Two devices. Both have 12 GB RAM. I can't isolate memory bandwidth from compute throughput differences between A19 Pro and M5. The speedup numbers reflect the combined effect.

Key Takeaways

LFM2.5 1.2B 4-bit is the best MLX model for mobile. Fastest on both devices, especially dominant on iPad where it hits 124 TPS with no context-length degradation.
iPad Pro M5 is 1.2x–2.2x faster than iPhone 17 Pro for on-device LLM inference, despite having the same 12 GB RAM. The gap is memory-bandwidth-driven and widens with context length.
Model architecture matters more than parameter count (for mobile). Gemma 3 1B is slower than Qwen3 0.6B despite being larger. LFM2.5 1.2B is faster than everything despite being one of the larger models.

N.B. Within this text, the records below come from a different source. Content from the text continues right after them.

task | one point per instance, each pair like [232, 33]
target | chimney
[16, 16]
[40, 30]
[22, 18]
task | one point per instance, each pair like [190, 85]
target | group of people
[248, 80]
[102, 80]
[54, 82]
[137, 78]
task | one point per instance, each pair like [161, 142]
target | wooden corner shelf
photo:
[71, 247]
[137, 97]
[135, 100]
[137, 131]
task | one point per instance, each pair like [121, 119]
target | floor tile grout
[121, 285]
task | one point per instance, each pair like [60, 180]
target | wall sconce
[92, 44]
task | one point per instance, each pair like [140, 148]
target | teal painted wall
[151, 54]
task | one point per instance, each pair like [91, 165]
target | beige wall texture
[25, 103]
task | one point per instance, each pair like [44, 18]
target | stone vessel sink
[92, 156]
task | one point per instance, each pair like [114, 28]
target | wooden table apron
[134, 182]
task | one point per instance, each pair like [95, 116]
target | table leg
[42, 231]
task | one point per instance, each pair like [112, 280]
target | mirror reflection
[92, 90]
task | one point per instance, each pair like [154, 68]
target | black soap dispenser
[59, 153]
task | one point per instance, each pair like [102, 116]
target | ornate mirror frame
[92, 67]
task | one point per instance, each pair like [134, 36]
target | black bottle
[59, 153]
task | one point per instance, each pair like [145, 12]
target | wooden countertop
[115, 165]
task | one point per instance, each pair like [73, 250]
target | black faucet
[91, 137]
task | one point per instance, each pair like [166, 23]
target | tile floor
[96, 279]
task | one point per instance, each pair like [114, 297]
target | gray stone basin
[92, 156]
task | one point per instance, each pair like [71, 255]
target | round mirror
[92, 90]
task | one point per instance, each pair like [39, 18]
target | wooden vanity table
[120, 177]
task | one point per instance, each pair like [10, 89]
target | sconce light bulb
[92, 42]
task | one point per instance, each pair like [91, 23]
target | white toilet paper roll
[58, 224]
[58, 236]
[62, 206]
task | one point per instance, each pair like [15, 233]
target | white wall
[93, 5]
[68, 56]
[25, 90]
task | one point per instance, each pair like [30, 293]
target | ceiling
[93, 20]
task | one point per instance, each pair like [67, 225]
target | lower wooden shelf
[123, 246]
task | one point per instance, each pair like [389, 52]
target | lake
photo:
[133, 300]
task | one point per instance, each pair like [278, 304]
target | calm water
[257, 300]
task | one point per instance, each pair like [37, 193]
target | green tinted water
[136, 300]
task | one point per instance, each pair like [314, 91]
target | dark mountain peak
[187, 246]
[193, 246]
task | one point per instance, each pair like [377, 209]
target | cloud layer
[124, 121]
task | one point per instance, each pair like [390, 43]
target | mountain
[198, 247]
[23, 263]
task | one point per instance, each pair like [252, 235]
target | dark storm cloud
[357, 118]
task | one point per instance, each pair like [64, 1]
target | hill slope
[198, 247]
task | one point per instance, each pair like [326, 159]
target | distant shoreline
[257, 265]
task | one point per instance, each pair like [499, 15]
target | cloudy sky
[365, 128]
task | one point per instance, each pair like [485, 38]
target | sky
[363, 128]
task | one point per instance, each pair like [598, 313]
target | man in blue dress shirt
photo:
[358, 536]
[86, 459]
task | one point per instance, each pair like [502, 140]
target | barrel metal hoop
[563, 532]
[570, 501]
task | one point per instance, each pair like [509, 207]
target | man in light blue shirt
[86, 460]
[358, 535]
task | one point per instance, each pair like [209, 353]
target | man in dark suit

4-bit quantization is the sweet spot for mobile. The 6-bit variant of LFM2.5 is 21–27% slower with negligible TTFT difference. Unless you've measured a quality gap, go 4-bit.
iPhone TPS degrades significantly with context length; iPad doesn't. On-device AI UX must be designed accordingly — aggressive context management matters more on iPhone.